One other note: the workflow actually written by Workflow Writer in the writing workflow is located in another folder compared to the workflows that are reading or writing the said workflow, that is something like this: ../../subfolder. This is to avoid that I accidentally modify the automatically written workflows.

Nevertheless, I am happy to see that it appears to work in your case. I can check whether or not further simplifying the internals of my workflow would yield the same result for me.

Kind regards
Geo

Hi Geo,
I tried the following things:

  1. Disabled “Bitvector” in the Document Vector node
  2. Add Vector Applier and Naive Bayes Predictor into a Metanode
  3. Tried executing the generated workflow in another workflow

And none of that have any influence on the execution. But I would be interested in your results if you investigate further!
Kind regards,
Alexander

Hi @AlexanderFillbrunn

Thank you for the feedback.
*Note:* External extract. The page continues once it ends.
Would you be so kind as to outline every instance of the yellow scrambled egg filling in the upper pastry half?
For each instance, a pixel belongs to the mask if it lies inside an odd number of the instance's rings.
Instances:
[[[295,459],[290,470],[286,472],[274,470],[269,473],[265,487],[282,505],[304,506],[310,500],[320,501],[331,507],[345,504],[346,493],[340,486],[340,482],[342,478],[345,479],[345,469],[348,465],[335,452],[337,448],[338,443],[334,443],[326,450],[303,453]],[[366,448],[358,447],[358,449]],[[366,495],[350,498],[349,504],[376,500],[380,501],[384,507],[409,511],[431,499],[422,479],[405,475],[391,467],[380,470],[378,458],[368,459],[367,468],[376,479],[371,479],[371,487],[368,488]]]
Have you checked this with the currently available KNIME version ?
I will keep you posted on the progress.

Kind regards
Geo

Hi,
Yes, I checked with KNIME AP 4.6.3. I don’t think any changes were made between that and 4.6.4.
Kind regards,
Alexander

Hi @AlexanderFillbrunn

Ok, I will try to replicate your workflow to see if this also works on my machine. So far, I have not managed to get it to work with my workflow, despite the simplifications. I will also try to fiddle more with the configuration settings of the capture nodes.

Kind regards
Geo